In questo periodo in cui leggo molto e chatto poco mi sono resa conto di una cosa: c’è una ragione per cui amo scrivere.
La ragione è che quando scrivo sono obbligata a guardare la realtà in un modo diverso, devo guardarla tutta intera, fino in fondo. Uno sguardo superficiale non basta a farmi arrivare alla fine di quel pensiero che potrebbe portarmi a formulare una frase. Quando guardo il cielo distrattamente non mi accorgo della ragione per la quale è così bello, terso e azzurro con mille sfumature di tramonto.
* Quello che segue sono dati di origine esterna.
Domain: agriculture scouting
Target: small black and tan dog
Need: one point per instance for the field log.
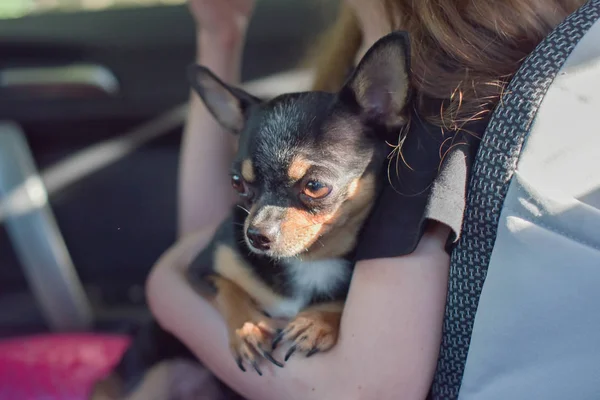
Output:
(307, 172)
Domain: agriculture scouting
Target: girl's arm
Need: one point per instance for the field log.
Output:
(206, 151)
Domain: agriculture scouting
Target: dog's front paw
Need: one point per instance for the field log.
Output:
(252, 341)
(312, 331)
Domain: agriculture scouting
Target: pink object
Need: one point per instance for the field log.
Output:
(56, 367)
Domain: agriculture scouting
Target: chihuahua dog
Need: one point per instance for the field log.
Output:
(307, 171)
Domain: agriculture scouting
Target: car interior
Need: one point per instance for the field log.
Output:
(92, 105)
(93, 100)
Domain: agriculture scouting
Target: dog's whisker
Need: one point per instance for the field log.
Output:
(243, 208)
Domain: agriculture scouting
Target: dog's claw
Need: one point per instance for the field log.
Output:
(278, 337)
(269, 357)
(312, 352)
(240, 364)
(255, 366)
(290, 352)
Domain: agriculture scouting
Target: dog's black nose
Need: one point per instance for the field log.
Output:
(258, 239)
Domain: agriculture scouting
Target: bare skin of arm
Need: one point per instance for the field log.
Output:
(204, 186)
(390, 331)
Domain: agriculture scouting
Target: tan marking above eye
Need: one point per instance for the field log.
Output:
(298, 168)
(316, 190)
(248, 171)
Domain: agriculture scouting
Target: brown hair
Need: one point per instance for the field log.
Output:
(463, 52)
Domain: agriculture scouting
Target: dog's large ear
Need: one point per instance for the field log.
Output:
(379, 85)
(228, 105)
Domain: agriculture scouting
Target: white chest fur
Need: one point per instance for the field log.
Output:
(310, 278)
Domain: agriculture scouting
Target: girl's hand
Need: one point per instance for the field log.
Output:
(222, 19)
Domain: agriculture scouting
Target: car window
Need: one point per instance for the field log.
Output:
(20, 8)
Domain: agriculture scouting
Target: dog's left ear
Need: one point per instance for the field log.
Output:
(380, 83)
(229, 105)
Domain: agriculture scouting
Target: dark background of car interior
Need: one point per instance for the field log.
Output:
(117, 221)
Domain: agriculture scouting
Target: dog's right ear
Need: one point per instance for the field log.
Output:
(228, 105)
(380, 84)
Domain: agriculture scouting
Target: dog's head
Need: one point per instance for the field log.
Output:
(307, 163)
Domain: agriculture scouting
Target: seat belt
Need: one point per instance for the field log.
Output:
(493, 169)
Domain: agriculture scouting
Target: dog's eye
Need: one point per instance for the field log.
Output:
(238, 184)
(316, 190)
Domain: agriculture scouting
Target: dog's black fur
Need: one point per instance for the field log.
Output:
(307, 170)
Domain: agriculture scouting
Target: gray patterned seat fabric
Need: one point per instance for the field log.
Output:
(521, 318)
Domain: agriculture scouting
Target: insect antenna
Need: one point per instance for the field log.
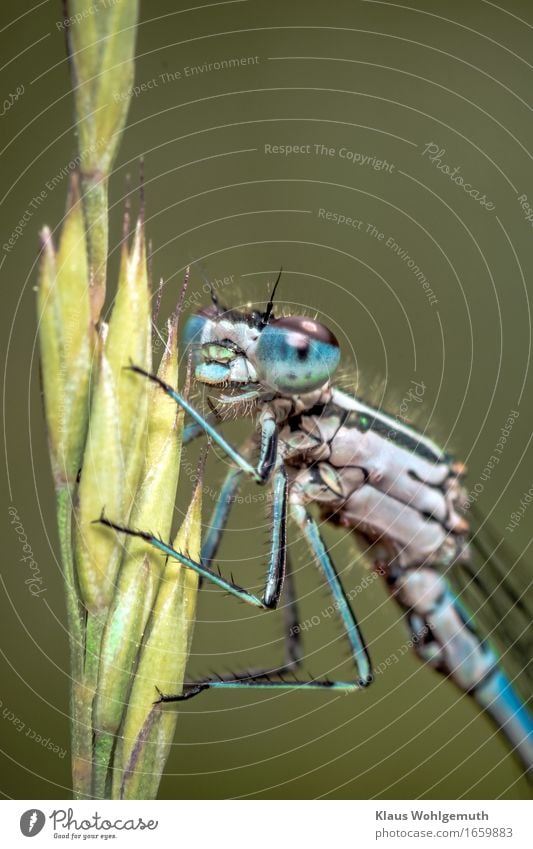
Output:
(270, 306)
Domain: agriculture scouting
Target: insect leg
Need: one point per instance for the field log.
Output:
(276, 561)
(260, 679)
(319, 550)
(265, 467)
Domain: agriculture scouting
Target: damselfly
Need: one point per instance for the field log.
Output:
(396, 489)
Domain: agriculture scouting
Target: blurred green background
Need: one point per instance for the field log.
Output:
(370, 79)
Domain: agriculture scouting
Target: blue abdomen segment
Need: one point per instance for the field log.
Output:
(498, 697)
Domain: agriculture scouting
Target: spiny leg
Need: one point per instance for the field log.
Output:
(263, 471)
(276, 560)
(262, 681)
(217, 526)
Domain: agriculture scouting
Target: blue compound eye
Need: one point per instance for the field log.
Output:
(296, 354)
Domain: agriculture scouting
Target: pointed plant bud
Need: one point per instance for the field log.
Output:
(114, 454)
(142, 565)
(67, 340)
(149, 729)
(101, 45)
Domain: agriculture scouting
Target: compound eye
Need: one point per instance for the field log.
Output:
(296, 354)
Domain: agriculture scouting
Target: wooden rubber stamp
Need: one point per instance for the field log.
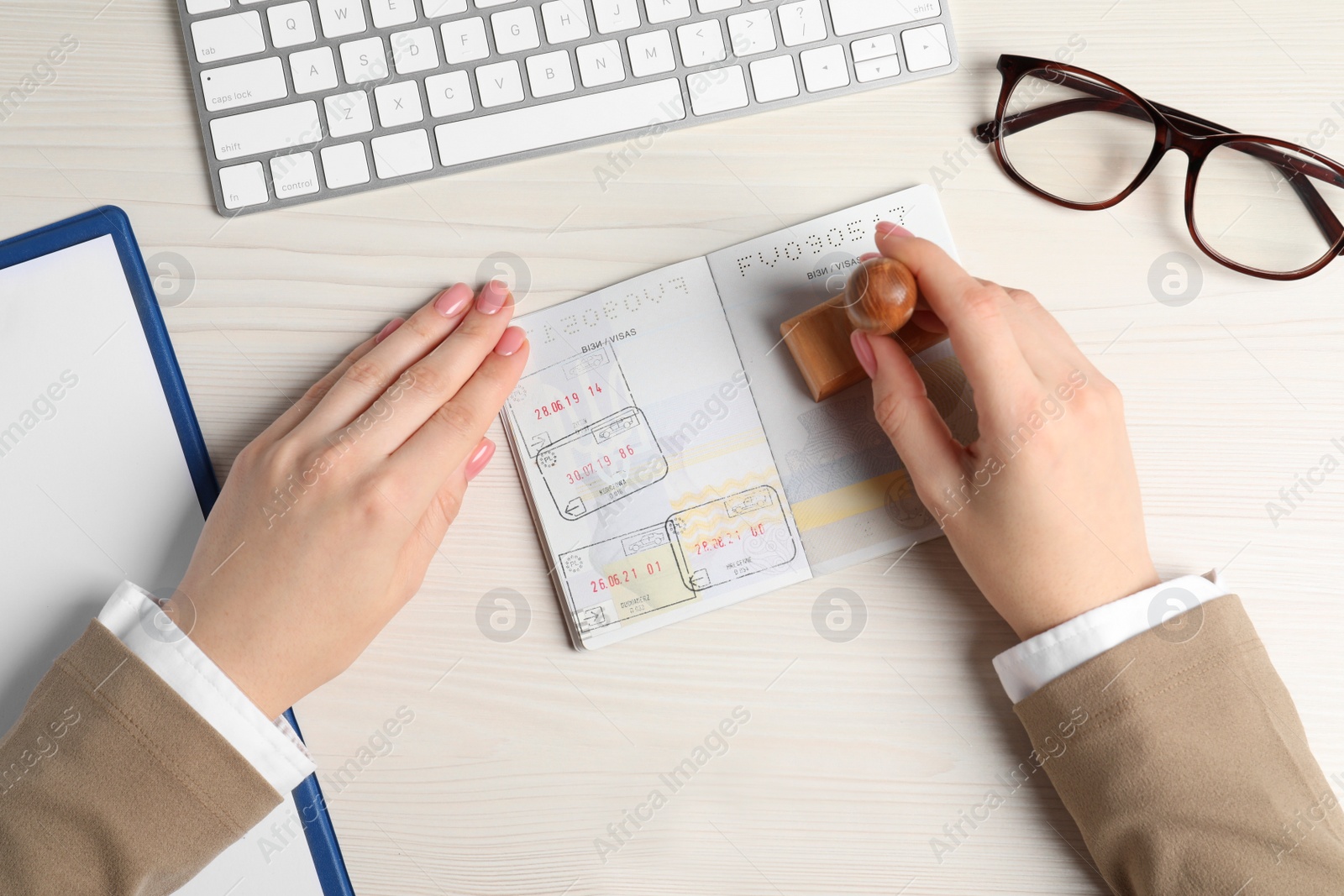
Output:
(879, 297)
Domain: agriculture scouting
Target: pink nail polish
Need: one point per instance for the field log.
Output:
(454, 300)
(887, 228)
(494, 296)
(511, 340)
(479, 458)
(864, 351)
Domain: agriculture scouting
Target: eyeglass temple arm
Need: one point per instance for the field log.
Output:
(1294, 170)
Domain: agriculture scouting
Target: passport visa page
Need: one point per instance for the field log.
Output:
(671, 454)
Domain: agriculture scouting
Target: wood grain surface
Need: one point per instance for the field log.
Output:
(855, 755)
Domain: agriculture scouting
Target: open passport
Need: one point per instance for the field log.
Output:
(672, 457)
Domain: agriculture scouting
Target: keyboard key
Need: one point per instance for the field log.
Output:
(853, 16)
(564, 20)
(616, 15)
(344, 165)
(752, 33)
(600, 63)
(824, 69)
(927, 47)
(391, 13)
(660, 11)
(266, 129)
(440, 8)
(244, 83)
(197, 7)
(244, 186)
(550, 73)
(398, 103)
(801, 22)
(414, 50)
(774, 78)
(295, 175)
(499, 83)
(400, 155)
(347, 113)
(449, 94)
(515, 29)
(651, 53)
(561, 121)
(363, 60)
(877, 69)
(228, 36)
(312, 70)
(717, 90)
(342, 18)
(875, 47)
(701, 42)
(464, 40)
(291, 24)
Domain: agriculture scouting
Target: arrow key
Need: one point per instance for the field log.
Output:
(824, 69)
(877, 69)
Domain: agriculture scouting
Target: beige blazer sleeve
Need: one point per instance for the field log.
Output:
(1184, 763)
(112, 783)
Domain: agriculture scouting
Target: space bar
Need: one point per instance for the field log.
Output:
(562, 121)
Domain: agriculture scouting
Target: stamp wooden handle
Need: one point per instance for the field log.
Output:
(880, 296)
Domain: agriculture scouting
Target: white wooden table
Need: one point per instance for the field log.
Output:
(857, 754)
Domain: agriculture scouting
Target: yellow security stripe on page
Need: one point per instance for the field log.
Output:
(842, 504)
(716, 449)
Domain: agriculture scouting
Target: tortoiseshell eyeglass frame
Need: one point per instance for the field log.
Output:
(1173, 129)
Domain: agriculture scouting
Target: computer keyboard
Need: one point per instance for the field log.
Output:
(302, 101)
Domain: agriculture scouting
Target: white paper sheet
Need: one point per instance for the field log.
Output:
(94, 490)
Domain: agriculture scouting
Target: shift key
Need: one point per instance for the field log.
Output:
(853, 16)
(265, 130)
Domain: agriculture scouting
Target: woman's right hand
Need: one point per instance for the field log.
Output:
(1043, 508)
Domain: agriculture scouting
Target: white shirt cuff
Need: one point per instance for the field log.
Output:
(270, 746)
(1038, 661)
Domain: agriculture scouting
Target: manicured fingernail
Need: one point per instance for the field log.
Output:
(479, 458)
(454, 300)
(864, 351)
(494, 296)
(511, 340)
(387, 331)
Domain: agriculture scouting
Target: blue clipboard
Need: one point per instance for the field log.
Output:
(111, 221)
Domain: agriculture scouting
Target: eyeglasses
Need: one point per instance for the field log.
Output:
(1260, 206)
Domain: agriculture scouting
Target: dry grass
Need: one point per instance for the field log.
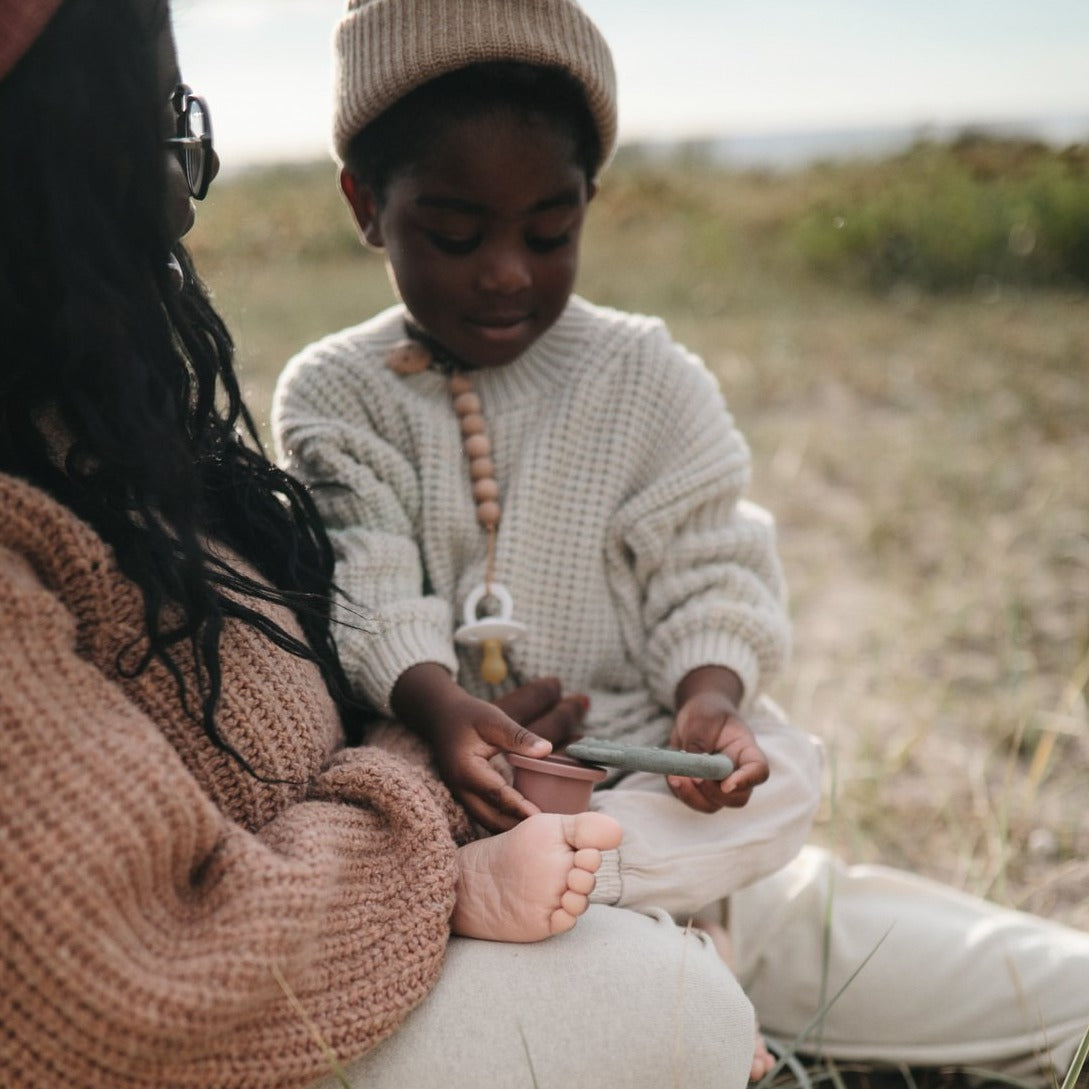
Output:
(927, 461)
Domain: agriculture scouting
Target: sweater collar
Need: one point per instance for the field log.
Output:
(547, 366)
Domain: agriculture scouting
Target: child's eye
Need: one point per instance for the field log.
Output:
(545, 244)
(453, 244)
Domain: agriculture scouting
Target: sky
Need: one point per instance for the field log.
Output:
(692, 69)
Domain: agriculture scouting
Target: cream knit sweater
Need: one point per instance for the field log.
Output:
(625, 541)
(150, 890)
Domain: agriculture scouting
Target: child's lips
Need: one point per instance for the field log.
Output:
(501, 327)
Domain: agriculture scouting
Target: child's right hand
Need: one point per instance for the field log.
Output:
(465, 733)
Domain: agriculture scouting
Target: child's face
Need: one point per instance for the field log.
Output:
(481, 236)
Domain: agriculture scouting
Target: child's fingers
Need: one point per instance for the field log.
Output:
(531, 700)
(492, 802)
(506, 735)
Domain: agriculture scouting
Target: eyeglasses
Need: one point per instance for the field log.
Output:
(193, 139)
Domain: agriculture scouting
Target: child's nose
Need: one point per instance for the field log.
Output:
(504, 270)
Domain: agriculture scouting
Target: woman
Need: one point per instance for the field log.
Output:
(199, 883)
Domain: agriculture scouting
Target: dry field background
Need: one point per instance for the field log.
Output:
(926, 455)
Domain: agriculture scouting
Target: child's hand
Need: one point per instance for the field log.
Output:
(465, 733)
(707, 721)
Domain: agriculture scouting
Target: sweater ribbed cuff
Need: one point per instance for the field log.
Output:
(394, 648)
(709, 648)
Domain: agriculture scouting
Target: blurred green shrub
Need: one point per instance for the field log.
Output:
(950, 217)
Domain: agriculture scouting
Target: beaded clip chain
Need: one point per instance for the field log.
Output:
(491, 633)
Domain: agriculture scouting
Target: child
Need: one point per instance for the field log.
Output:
(497, 436)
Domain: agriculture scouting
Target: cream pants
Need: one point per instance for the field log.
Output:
(953, 979)
(624, 1000)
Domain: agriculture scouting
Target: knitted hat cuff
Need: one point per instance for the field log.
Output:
(21, 23)
(387, 48)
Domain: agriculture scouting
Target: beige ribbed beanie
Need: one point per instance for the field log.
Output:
(386, 48)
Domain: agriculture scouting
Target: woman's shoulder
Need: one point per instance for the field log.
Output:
(45, 531)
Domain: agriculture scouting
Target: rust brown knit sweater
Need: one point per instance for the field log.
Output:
(150, 890)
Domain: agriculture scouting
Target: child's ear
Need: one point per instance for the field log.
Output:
(361, 199)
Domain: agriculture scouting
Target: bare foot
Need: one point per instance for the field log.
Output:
(762, 1059)
(534, 881)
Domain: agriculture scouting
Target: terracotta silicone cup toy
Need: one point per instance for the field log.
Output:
(558, 784)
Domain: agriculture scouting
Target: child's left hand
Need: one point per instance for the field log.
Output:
(707, 721)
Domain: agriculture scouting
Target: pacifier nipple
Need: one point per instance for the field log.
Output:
(491, 634)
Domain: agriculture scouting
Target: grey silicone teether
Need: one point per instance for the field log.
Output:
(662, 761)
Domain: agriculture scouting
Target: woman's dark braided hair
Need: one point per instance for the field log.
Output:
(94, 333)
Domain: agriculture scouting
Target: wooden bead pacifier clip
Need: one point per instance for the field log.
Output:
(491, 631)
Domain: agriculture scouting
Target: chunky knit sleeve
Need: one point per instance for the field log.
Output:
(148, 940)
(340, 429)
(705, 557)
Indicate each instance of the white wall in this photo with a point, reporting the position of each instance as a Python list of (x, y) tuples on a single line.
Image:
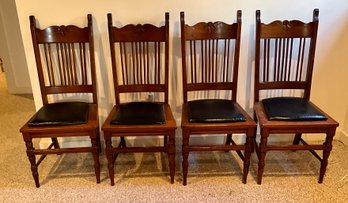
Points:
[(330, 82), (12, 51)]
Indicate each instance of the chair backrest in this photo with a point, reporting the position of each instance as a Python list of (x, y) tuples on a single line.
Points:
[(210, 56), (139, 56), (284, 55), (65, 59)]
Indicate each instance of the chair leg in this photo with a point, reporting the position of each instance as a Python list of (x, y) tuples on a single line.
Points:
[(297, 139), (55, 142), (262, 154), (228, 139), (95, 152), (165, 141), (249, 148), (98, 141), (171, 154), (123, 142), (185, 153), (110, 157), (326, 153), (32, 159)]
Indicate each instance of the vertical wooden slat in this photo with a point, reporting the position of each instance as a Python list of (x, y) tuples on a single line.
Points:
[(279, 59), (191, 59), (74, 63), (264, 59), (216, 59), (290, 58), (122, 60), (224, 67), (268, 59), (48, 64), (202, 60), (298, 59), (133, 62), (148, 62), (228, 59), (195, 73), (143, 62), (302, 57), (275, 60), (159, 64), (60, 66), (282, 72), (286, 60)]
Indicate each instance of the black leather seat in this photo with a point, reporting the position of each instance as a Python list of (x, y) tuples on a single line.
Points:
[(139, 113), (65, 113), (292, 109), (213, 111)]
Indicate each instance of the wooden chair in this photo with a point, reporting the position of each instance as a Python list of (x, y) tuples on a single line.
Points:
[(284, 61), (210, 59), (139, 56), (65, 64)]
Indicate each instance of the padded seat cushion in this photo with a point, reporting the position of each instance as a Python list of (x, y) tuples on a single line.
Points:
[(65, 113), (213, 111), (139, 113), (292, 109)]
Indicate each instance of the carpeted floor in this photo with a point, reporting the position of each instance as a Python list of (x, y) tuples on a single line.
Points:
[(213, 176)]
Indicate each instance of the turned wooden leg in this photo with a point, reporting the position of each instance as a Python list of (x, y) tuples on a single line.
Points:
[(165, 141), (123, 142), (185, 153), (297, 139), (249, 148), (109, 156), (98, 141), (95, 152), (171, 154), (326, 153), (228, 139), (262, 154), (32, 159), (55, 142)]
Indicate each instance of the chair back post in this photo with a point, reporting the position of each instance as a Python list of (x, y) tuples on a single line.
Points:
[(166, 60), (113, 60), (91, 50), (236, 56), (38, 59), (315, 25), (183, 53), (257, 57)]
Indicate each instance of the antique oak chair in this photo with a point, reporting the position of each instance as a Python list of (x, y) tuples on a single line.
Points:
[(284, 62), (210, 59), (139, 56), (66, 69)]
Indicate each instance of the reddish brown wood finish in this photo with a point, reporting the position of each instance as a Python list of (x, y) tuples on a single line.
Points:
[(288, 65), (65, 64), (143, 54), (210, 59)]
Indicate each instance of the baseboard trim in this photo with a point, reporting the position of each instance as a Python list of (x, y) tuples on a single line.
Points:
[(343, 137)]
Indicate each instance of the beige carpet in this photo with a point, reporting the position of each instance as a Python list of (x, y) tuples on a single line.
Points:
[(213, 176)]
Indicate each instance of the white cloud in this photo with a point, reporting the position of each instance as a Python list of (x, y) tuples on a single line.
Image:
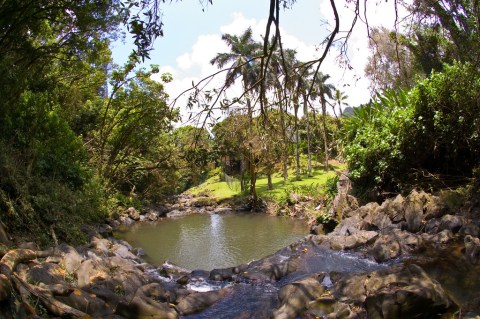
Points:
[(195, 65)]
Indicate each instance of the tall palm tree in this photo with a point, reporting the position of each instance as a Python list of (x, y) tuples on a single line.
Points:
[(340, 98), (322, 91), (243, 50)]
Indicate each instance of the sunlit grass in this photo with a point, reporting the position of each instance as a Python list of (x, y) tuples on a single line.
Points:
[(220, 190)]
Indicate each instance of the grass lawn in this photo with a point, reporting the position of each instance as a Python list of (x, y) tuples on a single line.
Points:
[(220, 190)]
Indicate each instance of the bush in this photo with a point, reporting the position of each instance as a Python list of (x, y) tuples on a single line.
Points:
[(428, 137)]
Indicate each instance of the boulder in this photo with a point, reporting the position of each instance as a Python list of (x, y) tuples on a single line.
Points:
[(472, 249), (71, 258), (198, 301), (46, 273), (408, 294), (451, 222), (414, 211), (92, 272), (295, 297), (133, 213), (87, 302), (394, 208), (404, 291)]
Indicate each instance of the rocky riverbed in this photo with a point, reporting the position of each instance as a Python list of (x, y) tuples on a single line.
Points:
[(410, 257)]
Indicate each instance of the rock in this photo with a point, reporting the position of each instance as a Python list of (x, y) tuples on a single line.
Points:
[(394, 209), (295, 297), (385, 248), (87, 302), (221, 274), (451, 222), (377, 220), (125, 220), (105, 230), (28, 245), (470, 229), (46, 273), (92, 272), (71, 258), (133, 213), (143, 309), (414, 211), (398, 292), (122, 251), (440, 238), (358, 239), (100, 246), (435, 208), (472, 249), (363, 210), (394, 244), (317, 229), (198, 301), (407, 294), (151, 216)]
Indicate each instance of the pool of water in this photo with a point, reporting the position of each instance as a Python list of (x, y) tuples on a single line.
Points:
[(208, 241)]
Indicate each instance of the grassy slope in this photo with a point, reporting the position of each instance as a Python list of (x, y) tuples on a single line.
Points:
[(221, 191)]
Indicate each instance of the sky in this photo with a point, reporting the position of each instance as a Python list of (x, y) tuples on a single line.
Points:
[(192, 37)]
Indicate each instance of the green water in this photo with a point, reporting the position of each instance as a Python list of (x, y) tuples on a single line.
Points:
[(213, 241)]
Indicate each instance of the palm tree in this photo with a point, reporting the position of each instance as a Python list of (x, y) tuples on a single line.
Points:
[(340, 98), (323, 90), (243, 50)]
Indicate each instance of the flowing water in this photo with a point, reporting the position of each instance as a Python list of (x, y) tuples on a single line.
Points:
[(204, 241)]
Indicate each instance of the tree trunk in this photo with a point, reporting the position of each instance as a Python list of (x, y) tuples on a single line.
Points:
[(309, 155), (324, 122)]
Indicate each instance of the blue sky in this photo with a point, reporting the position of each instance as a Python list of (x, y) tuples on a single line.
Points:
[(192, 37)]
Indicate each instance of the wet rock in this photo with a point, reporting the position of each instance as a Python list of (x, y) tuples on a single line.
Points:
[(353, 241), (451, 222), (71, 258), (125, 220), (198, 301), (46, 273), (122, 251), (377, 220), (408, 294), (133, 213), (105, 230), (221, 274), (395, 243), (394, 208), (87, 302), (414, 211), (435, 208), (397, 292), (145, 308), (470, 229), (385, 248), (295, 297), (440, 238), (100, 246), (92, 272), (151, 216), (472, 249)]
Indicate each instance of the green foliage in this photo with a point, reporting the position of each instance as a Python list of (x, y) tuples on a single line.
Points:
[(429, 137), (374, 139)]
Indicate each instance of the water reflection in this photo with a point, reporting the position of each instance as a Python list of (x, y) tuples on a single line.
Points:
[(214, 241)]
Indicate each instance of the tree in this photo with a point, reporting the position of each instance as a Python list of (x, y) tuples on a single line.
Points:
[(243, 50), (340, 99), (322, 91), (390, 64)]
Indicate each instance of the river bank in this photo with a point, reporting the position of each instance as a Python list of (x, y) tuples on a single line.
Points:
[(414, 256)]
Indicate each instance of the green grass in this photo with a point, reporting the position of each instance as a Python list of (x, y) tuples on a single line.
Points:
[(221, 191)]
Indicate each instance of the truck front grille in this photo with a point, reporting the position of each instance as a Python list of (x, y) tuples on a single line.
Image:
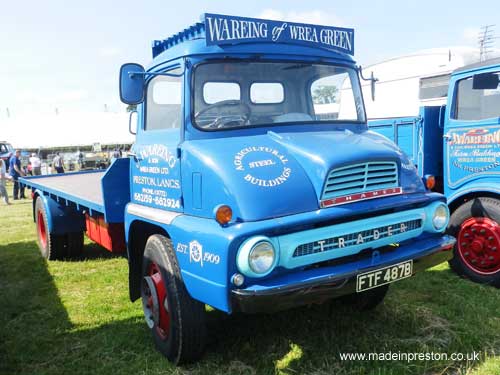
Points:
[(359, 178), (357, 238)]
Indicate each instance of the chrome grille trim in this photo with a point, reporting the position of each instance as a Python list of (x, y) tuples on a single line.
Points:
[(359, 178), (352, 239)]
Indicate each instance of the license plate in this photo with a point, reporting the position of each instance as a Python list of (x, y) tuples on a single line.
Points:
[(382, 276)]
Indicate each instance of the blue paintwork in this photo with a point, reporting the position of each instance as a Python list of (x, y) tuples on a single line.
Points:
[(419, 137), (187, 172), (462, 174), (116, 190), (61, 218), (289, 242), (411, 249), (37, 183)]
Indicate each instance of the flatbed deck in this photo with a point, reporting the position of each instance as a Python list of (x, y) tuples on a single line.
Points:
[(83, 188)]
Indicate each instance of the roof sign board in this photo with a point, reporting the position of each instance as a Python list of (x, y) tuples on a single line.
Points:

Il pensiero è lì, apparentemente scontato, ma realmente inespresso ed incompleto.
Ma se penso di scrivere qualcosa a proposito di quel cielo lo devo guardare abbastanza per rendermi conto che è così bello perché è più limpido di qualsiasi coscienza, che quel sole è così accecante perché mi scalda più di dieci abbracci, e che questa natura in cui sto immersa mi fa stare bene perché non ha ricordo dei problemi e del dolore, non d’estate: presto si spegnerà, ma non lo sa o non se ne cura. Cura me.
È un po’ come quando andiamo dallo psicologo: lui raramente parla al nostro posto, ma il fatto stesso di mettere le nostre emozioni, i nostri pensieri, problemi, in parola, fa sì che diventi concreto anche ai nostri occhi; la soluzione, ovvia.
Seguire un pensiero fino alla fine per capirlo e sfruttarlo: ecco un buon proposito della vera fine dell’estate.